Eli Lilly and Zyprexa
Eli Lilly an approximately $1.4 billion global criminal, civil, and administrative settlement to resolve allegations that it illegally marketed its antipsychotic drug Zyprexa, a powerful drug for schizophrenia and bipolar disorder. Under the civil settlement agreement, Lilly agreed to pay the Federal Government $438.2 million and participating states up to $361.8 million to resolve False Claims Act allegations that it marketed Zyprexa for certain unapproved uses and caused false claims for payment to be submitted to Federal health care programs, such as Medicaid, from September 1999 to the end of 2005. Lilly paid a criminal fine of $515.0 million and forfeited assets of $100 million.
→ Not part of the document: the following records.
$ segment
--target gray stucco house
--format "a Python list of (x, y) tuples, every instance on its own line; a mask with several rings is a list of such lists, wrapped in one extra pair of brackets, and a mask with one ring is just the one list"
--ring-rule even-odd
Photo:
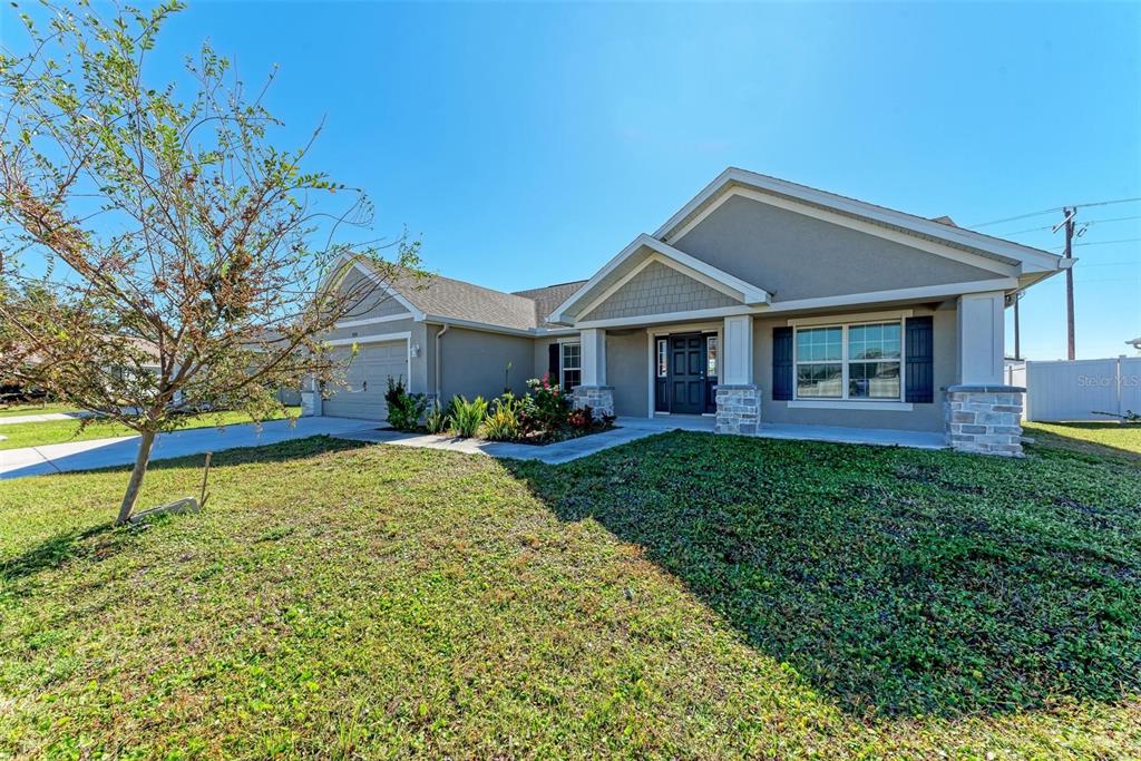
[(447, 399), (523, 392), (550, 372), (620, 418), (710, 415), (741, 435), (766, 421), (944, 431), (956, 448), (1017, 454), (1004, 308), (1071, 265), (730, 168), (589, 280), (516, 293), (391, 284), (329, 335), (358, 354), (348, 388), (307, 412), (382, 420), (388, 375)]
In its plea agreement, Lilly admitted that from September 1999 to March 31, 2001 it promoted Zyprexa for unapproved uses in elderly populations as treatment for dementia and encouraged primary care physicians to use the drug on children with no signs of either of its two approved uses. In a rare insight into industry back-dealings, then-executive John C. Lechleiter wrote an email to other executives that appeared to advocate for the use of Zyprexa in non-approved ways: "The fact that we are now talking to child psychs and peds and others about Strattera (a second Lilly psychiatric drug) means that we must seize the opportunity to expand our work with Zyprexa in this same child-adolescent population." According to Anne Nobles, the vice president for corporate affairs, patients who have seem to have dimentia may actually have schizophrenia that could worsen if gone untreated. Several psychiatrists, in response to Lilly's claims, strongly disagreed, claiming that the two illness should never be confused. The drug was Lilly's best blockbuster, with sales of $4.2 billion in 2005, almost 30% of company profits.
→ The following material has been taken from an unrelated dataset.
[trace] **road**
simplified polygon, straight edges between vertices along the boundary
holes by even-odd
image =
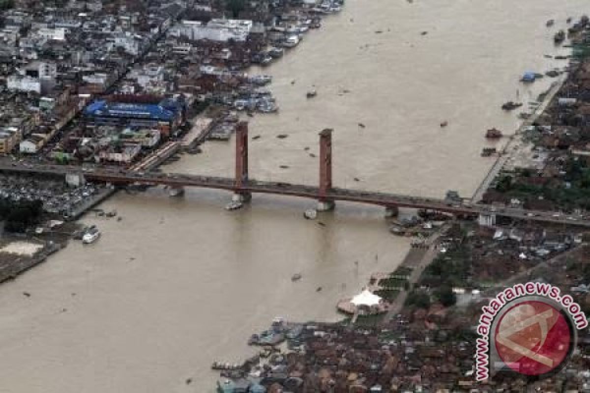
[[[297,196],[317,200],[319,189],[304,184],[266,181],[250,179],[243,182],[241,187],[236,186],[234,179],[230,177],[203,176],[181,173],[140,172],[124,169],[97,168],[81,169],[69,166],[31,164],[26,163],[0,163],[0,171],[6,173],[32,173],[53,176],[67,174],[84,175],[90,181],[111,183],[114,184],[133,183],[166,185],[174,187],[199,187],[216,189],[239,193],[266,193]],[[513,219],[555,224],[565,224],[590,227],[590,216],[566,216],[552,212],[529,210],[510,207],[497,207],[485,204],[472,205],[468,203],[449,203],[444,200],[432,198],[417,198],[410,196],[389,193],[332,188],[327,193],[327,199],[366,203],[380,206],[397,206],[412,209],[424,209],[463,214],[474,216],[479,214],[496,215]]]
Philip Dawdy, a former journalist of the Seattle Weekly and author of the popular mental health blog Furious Seasons followed the Zyprexa story quite closely, and has been kind enough to post to host PDFs of internal memos that sought to downplay the drug's risks.
Bristol-Myers Squibb and Abilify
One wonders how a company can expect to commit fraud on a company-wide level without one of its employees succumbing to their conscience (or lured by qui tam profits) and turning their employers over to federal prosecutors. Enticed by the track record of federal prosecutors in Massachusetts, several employees from Bristol-Myers Squibb decided to expose the company's massive illegal marketing scheme for its AAP Abilify (aripiprazole), resulting in a massive $515 million settlement. Like the three above examples, BMS also illegally marketed its AAP for pediatric use and dementia. Even after the FDA forced boxes of Abilify to carry a black box warning against the use of the drug for dementia, the drug company's sales force still targeted nursing homes to sell the drug! According to an official Department of Justice press release, BMS employees provided illegal kickbacks to doctors to encourage them to sell their drugs through financial gifts and trips to luxurious resorts.
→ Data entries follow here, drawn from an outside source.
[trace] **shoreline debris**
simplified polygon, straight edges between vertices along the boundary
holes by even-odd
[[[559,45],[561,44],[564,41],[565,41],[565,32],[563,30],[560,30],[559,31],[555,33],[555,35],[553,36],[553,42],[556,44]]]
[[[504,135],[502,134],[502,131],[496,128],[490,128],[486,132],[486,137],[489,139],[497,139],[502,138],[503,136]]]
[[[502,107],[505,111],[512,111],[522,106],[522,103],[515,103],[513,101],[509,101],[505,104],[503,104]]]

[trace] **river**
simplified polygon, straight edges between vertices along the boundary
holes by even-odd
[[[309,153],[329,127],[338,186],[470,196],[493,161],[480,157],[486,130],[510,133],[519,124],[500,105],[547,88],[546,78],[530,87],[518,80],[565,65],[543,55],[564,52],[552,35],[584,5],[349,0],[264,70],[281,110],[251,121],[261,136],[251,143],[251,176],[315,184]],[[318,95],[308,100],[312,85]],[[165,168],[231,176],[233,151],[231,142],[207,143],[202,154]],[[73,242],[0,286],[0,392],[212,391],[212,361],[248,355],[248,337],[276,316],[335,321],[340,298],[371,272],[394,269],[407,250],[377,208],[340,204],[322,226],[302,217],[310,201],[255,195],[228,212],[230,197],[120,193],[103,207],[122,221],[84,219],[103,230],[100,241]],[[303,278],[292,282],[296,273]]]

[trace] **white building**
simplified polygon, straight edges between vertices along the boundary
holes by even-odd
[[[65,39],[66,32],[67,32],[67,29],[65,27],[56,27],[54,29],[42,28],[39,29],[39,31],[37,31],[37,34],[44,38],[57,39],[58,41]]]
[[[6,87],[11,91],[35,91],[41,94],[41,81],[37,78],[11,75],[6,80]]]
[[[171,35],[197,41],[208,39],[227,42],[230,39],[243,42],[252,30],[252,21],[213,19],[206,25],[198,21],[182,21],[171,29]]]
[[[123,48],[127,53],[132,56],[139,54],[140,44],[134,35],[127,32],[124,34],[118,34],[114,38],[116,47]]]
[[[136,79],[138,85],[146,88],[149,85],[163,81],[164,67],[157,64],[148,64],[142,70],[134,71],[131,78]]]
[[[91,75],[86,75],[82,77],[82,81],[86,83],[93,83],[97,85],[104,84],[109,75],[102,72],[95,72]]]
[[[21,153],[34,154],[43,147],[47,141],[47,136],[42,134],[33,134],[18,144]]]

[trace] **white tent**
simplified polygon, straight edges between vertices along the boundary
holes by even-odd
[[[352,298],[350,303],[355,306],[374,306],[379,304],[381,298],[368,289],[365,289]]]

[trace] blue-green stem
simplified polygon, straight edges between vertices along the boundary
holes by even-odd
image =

Johnson & Johnson and Risperdal
Documents uncovered by federal officials revealed that Johnson & Johnson, having been told in 1999 that the company was skewing the harms and benefits of its AAP Risperdal, crafted a business plan the very next year aiming for sales of over $300 million by increasing the drug's market share for elderly dementia sales, a blatant off-label use. Louisiana officials cited the documents in recent court hearings against the drug giant for charges of off-label marketing of its best-selling antipsychotic, claiming it was proof that the pharmaceutical company purposely pushed the drugs on patients unaware of the drug's risks. J&J has been sued by 10 states over marketing practices, though it has yet to put aside an amount for a settlement. The drug netted J&J a cool $4.5 billion in 2007 before it lost patent protection.